那间破败的小庙,那十个被称作死神的男人。原本他们还各自拥有自己的面目,但这一次站起来之后,他们的脸却如在锅里被融化的猪油,成为一摊不具丝毫特制的水。水逐渐凝固,又成了一块猪油,只是这一次,这十张脸却变得一模一样,没有丝毫差别。不止是脸,包括他们全身上下的每一个细节,除了他们手中的兵器。
这也成了南宫涵唯一辨别他们身份的途径。
出离心双手合十,道:“阿弥陀佛,看来他们的灵魂已经失去了本身的归附,世间已没有了能够医好他们的方法。南宫檀越,段施主,就请你二位将他们超度了吧。”
段痕却道:“出家人不杀生,却将这杀生之事假手他人,难道这就是所谓的慈悲?”段痕话中显然带着刺,他的一切可说都是魔给与的,他虽然厌恶魔,却也不喜欢佛。
小和尚却道:“非也非也。只因这十位施主出现在此地就是为了找寻二位,因果相连,这件事也只有二位才能办到。”
段痕虽然不信他的话,但此时也不是计较的时候,他也正想找几个像样的对手,来试试自己初成的神功。
反手抽剑,右手握剑,左手捏做剑诀,虽然无剑,但剑指流动之处同样可以感受到一股卓然不群的剑气。
“是这把剑,不会有错!”
在星杰出鞘的同时,遥远如另一时空的距离,却有一个人在暗暗惊叹。
长剑闪动似电,剑光恍惚如风,只在刹那间便已分出胜负,段痕出手甚至还不及一招,却已将这十位死神尽数诛杀,出手不但凌厉,而且狠辣,当然也十分准确。也许这就是在魔那里学来的方法招式,也许这就是苏醒末那识之后的剑术。
“你的剑,”南宫涵不无惊奇的问道:“怎么会这样?”
段痕收起长剑,散去剑意,淡然答道:“你,也可以。”
南宫涵懂段痕的意思,却也不懂,所以他又问:“你是自何处学来的这剑法?”
段痕转身走出门外,留下一个字在门内:“魔。”
字不是说出,而是以剑气划在门板之上,笔画张扬,跋扈之处已越到这门板之外,门板容不下这个字,就如天地间已容不下这个魔。
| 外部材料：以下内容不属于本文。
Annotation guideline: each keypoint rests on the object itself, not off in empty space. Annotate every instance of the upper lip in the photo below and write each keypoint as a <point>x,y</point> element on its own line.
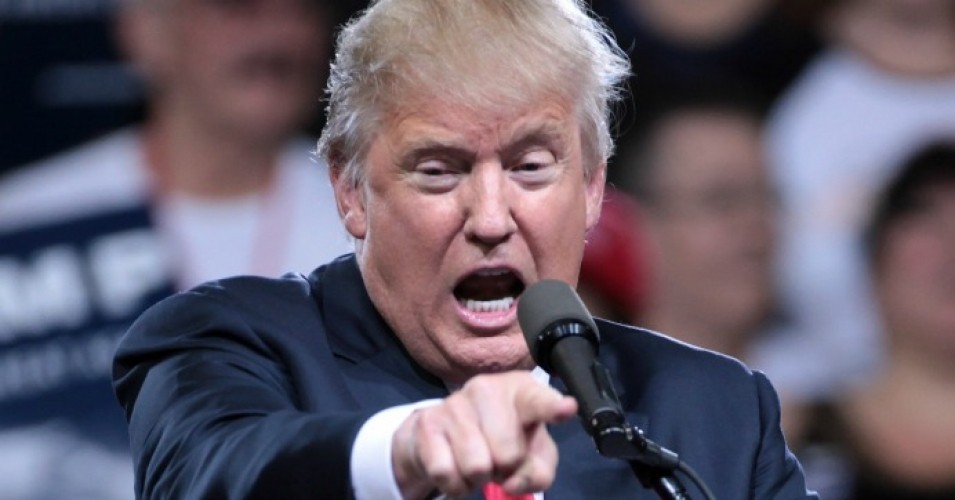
<point>490,269</point>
小和尚也终于站起身来,双手合十,用属于佛的那种声音叹道:“你看到了吗?”
出离心回答:“看到了,天魔之力与盘古涵意同时释放并且能够完美的平衡。还有他挥动的那一剑,只有超越了六识的人才能使出那样的剑。”
小和尚道:“与他分别不过短短几日,他竟能如此突飞猛进。”下意识的将目光投向南宫涵,虽然没说什么,但却也有些失望。
南宫涵本不是争强斗狠之人,但见贤思齐的心却要比谁都强烈,见到段痕这一剑之时也不免在心中暗暗自问:“若是我,能不能也使出那一剑?”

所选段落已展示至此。